Herr Domres, ich bin überrascht, dass Sie mir die Frage stellen. Da Sie Mitglied eines Kreistages sind,

(Beifall bei der CDU)

sollten Sie wissen, dass für die Kommunen die Kommunen selbst und die Kreistage verantwortlich sind. Ich habe die Kommunen dazu nicht angehalten, habe sie aber dazu angehalten, ihre Haushalte auszugleichen. Als Innenminister habe ich in meinem Verantwortungsbereich 50 Azubis zusätzlich eingestellt, die in Berufen ausgebildet werden, die im Rahmen der allgemeinen Verwaltung verwendet werden können. Ich komme meiner sozialen Verpflichtung nach, indem ich nicht großartig öffentlich darüber rede, sondern das tue. Ich glaube, die Kommunen können in dieser Beziehung auch etwas leisten.

Einen Fakt müssen wir doch einmal klar herausarbeiten. Sowohl die Landkreise als auch die Kommunen haben weiterhin aus Gründen, die Sie alle kennen, zu viel Personal. Sie müssen wie auch wir in der Landesregierung weiter rationalisieren. Von daher gesehen muss man sich überlegen, ob man bei diesem Rationalisierungsprozess einen Einstellungskorridor offen hält. Ich bin dafür, diesen Einstellungskorridor offen zu halten. Im Haushaltssicherungsgesetz haben wir von der Landesregierung das dem Parlament so vorgeschlagen und Sie haben das im Landtag auch so beschlossen. Von daher gesehen haben Sie Ihren Beitrag geleistet. Das könnten sich andere zum Vorbild nehmen.

Herr Sarrach, bitte.

Herr Minister, ich habe zwei Fragen. Habe ich Sie erstens richtig verstanden, dass Sie es als eine Aufgabe der Landesverwaltung ansehen, nicht nur für den eigenen Bedarf auszubilden, sondern auch der Verantwortung, Ausbildung anzubieten, nachzukommen?

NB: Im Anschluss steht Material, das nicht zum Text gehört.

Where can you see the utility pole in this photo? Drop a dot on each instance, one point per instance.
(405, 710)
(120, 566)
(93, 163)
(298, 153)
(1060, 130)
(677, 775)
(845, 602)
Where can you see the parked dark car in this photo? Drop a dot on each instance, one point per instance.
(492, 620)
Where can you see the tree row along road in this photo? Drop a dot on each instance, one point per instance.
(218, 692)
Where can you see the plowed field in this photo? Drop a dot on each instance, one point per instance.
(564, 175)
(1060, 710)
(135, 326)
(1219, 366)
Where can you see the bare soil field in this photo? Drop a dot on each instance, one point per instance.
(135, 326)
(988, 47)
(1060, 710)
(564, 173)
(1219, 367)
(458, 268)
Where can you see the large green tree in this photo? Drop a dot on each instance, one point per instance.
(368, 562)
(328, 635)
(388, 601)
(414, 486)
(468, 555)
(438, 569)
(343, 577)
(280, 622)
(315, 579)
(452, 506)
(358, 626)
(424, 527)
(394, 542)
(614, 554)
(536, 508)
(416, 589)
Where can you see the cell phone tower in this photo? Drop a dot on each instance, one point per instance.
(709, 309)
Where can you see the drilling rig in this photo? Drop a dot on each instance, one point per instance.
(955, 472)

Zweitens: Wie bewerten Sie dann aber - auch darüber könnte man eine Ausbildungsplatzabgabe minimieren -, dass im Bereich der Justiz nach dem Haushaltsplan 90 Ausbildungsplätze

für Justizfachangestellte vorgesehen sind, in diesem Jahr aber nur eine Klasse mit 16 Auszubildenden aufgemacht wird und nach einer Ausbildungsplatzabgabenquote ein Bedarf an 110 Justizfachangestellten in diesem Ressort vorhanden wäre? Zeigt sich so die Verantwortung der Landesverwaltung bezüglich Ausbildung?

(Vereinzelt Beifall bei der PDS)

Daran können Sie sehen, dass dieses Gesetz, über das wir gerade gesprochen haben, Defizite aufweist und zum Teil an der Wirklichkeit vorbeigeht. Diese Ableitung kann man auch vornehmen. Ich denke, wir bilden entsprechend dem Bedarf aus, was die Landesregierung grundsätzlich tut.

Wenn ich gesagt habe, dass wir 50 Azubis eingestellt haben, dann bilden wir sie für einen Bedarf aus, der nicht unmittelbar in den Bereichen der Landesverwaltung, sondern im gesamten kommunalen Bereich besteht. Deshalb übernehmen wir auch Aufgaben für andere Trägerschaften des öffentlichen Rechts. Ich denke, dass dies ein Beispiel ist, welches wir nicht weiter ausweiten können, das aber zeigt, dass wir die Aufgabe sehr ernst nehmen.

(Sarrach [PDS]: Das Gegenbeispiel habe ich genannt!)

Danke sehr. - Frau Hesselbarth stellt die Dringliche Anfrage 58 (Kindesmissbrauch in Bad Freienwalde).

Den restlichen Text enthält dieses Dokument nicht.